The two principal female characters in “Lawless” fare largely as expected in a universe defined by the savagery of gunslingers. Both Jessica Chastain and Mia Wasikowska do the most with the least, in spite of their function as romantic partners for men whose interests drive the action. Chastain, following up a year of performances that brought seemingly instant stardom and critical acclaim, embraces her abused showgirl-with-a-heart-of-gold to share an erotic charge previously hidden. Wasikowska, whose apparent off-screen indifference to the antics of LaBeouf inspired her co-star to spin publicity around his drunken behavior, has the task of making us believe her serious-minded preacher’s daughter would buy what LaBeouf’s callow braggart is peddling.

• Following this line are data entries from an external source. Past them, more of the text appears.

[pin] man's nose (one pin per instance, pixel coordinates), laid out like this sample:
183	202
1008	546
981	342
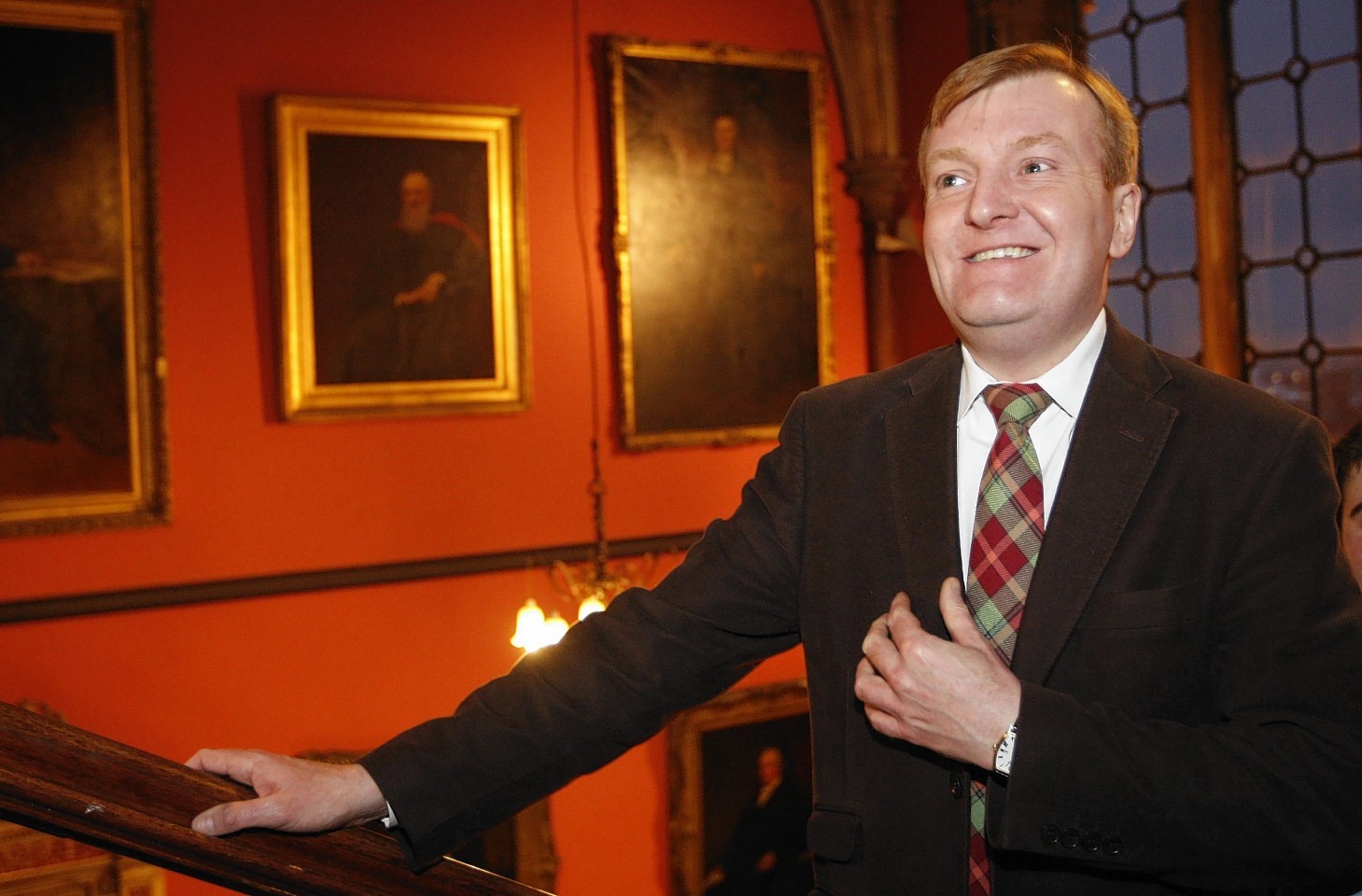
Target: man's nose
991	199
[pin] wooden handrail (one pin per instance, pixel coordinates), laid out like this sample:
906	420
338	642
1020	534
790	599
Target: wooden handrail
73	783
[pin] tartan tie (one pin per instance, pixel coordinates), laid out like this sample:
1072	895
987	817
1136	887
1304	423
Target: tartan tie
1008	525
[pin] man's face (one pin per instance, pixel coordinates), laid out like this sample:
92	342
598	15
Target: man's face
1353	522
1019	225
770	765
724	133
415	192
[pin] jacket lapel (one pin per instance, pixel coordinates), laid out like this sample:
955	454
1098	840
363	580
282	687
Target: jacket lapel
1120	435
920	433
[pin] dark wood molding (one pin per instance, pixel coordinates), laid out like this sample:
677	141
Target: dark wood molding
1214	189
73	783
92	602
863	42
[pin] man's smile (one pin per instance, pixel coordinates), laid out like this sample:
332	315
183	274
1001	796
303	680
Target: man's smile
1002	252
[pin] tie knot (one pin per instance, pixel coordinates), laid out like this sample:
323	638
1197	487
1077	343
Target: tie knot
1017	402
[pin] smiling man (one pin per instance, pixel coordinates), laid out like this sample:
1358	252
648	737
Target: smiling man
1074	610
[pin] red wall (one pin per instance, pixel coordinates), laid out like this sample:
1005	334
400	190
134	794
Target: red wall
255	496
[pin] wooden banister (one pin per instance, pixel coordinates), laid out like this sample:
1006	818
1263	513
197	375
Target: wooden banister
73	783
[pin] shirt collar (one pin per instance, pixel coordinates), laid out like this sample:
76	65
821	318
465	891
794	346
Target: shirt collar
1067	383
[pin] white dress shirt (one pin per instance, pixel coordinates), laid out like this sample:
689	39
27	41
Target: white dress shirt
976	429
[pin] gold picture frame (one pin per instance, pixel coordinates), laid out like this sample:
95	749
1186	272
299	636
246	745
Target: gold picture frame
400	234
723	239
82	374
714	752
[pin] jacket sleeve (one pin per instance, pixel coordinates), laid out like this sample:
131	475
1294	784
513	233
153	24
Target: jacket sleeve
1263	789
614	679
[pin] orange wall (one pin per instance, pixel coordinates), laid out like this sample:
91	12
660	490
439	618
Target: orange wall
255	496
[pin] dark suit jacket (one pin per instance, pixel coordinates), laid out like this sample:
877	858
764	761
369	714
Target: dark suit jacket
1190	654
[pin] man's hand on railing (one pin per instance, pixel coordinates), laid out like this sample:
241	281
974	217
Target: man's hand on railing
293	794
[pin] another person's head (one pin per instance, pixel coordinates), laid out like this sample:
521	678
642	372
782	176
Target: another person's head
1347	468
724	133
417	196
770	765
1029	162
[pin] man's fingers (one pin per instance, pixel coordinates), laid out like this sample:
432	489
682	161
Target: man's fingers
958	617
224	819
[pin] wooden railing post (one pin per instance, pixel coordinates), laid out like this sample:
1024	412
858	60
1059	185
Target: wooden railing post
73	783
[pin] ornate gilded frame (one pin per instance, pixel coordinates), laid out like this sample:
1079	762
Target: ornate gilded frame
340	171
711	757
722	239
80	297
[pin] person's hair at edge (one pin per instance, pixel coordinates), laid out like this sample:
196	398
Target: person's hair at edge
1347	454
1120	131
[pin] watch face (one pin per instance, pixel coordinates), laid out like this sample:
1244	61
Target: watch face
1003	759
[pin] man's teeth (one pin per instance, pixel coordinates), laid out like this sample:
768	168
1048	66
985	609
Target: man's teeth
1004	252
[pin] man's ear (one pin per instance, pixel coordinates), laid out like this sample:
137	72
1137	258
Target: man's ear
1125	207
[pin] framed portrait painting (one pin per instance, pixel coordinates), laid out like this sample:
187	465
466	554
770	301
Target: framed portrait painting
723	244
82	429
402	258
741	792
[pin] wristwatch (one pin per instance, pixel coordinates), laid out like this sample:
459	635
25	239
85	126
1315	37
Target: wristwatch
1003	752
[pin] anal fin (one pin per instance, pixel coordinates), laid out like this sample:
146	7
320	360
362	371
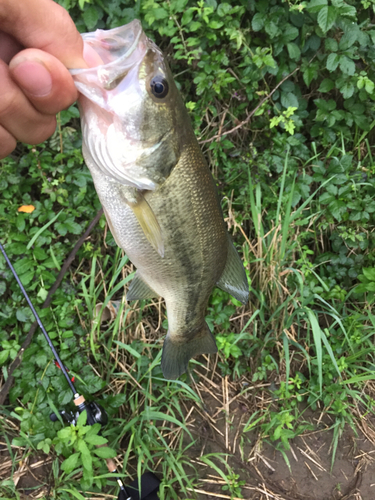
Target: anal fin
146	218
234	279
139	289
177	352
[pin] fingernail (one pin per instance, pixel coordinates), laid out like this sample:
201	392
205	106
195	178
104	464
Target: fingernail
33	77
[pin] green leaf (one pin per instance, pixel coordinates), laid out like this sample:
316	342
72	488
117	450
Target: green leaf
289	100
160	13
294	51
95	439
105	452
326	18
215	25
90	17
195	25
348	39
257	22
289	33
187	16
70	463
82	419
86	455
326	85
20	223
332	62
369	273
347	90
347	65
23	314
3	356
315	6
331	45
369	86
310	74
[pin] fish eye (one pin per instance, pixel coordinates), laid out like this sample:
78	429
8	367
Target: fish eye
159	87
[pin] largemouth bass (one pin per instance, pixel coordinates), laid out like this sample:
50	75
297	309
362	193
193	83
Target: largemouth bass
158	194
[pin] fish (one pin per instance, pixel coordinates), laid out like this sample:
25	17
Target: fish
156	189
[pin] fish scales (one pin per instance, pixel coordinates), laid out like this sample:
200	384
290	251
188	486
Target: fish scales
158	194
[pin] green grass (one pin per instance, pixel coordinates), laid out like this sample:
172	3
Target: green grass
300	209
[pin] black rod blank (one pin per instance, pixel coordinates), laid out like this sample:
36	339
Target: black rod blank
57	357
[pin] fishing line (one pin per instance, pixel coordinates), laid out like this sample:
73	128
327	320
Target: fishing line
95	414
57	357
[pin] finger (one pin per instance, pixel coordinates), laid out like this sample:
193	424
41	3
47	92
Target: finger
7	143
8	47
18	116
45	25
44	79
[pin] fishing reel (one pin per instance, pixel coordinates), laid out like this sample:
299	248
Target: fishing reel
95	414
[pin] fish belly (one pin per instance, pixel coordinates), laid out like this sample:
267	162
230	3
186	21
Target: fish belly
194	235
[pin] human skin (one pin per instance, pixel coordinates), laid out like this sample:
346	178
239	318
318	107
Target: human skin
38	43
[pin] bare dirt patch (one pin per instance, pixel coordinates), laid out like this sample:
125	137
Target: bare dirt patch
217	424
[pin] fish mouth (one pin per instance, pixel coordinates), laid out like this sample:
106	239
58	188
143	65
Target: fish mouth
112	53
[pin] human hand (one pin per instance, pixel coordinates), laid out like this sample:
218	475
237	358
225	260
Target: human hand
38	42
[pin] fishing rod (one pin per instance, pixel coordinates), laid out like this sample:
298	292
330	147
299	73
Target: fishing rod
95	415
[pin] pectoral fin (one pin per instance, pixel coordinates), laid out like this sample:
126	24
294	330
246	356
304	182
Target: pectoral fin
234	279
139	289
148	222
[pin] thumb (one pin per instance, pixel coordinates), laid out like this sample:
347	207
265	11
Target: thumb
44	25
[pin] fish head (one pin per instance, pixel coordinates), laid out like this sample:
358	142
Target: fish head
131	110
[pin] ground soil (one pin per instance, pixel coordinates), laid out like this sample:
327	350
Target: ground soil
217	426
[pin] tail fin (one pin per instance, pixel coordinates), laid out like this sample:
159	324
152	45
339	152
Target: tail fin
176	355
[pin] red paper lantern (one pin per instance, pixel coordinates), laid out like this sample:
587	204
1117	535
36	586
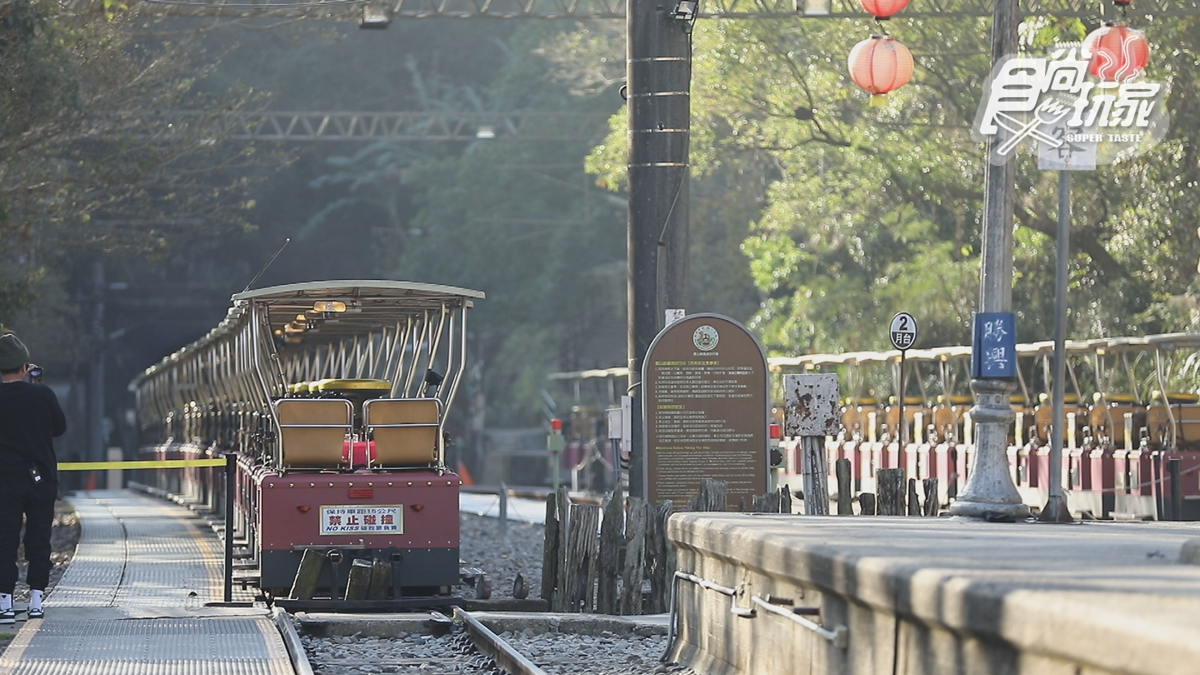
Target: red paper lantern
1116	53
883	9
879	65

The most significant deficit of “Lawless” emerges via the narrative’s multiple, fractured arcs. Juggling its large cast of key players, the focus on LaBeouf’s untested, wide-eyed striver gobbles up attention that might be more satisfyingly focused on the relationship between Hardy’s Forrest and Chastain’s Maggie, which unfolds at the diner the Bondurant’s use as home base (an intriguing and underutilized setting). Other fascinating characters populate the margins, including Gary Oldman’s colorful big city machine gunner Floyd Banner, but his cameo, dispatched with the villainous verve of several of the actor’s vintage turns, leaves the viewer wanting a great deal more than the filmmakers can offer.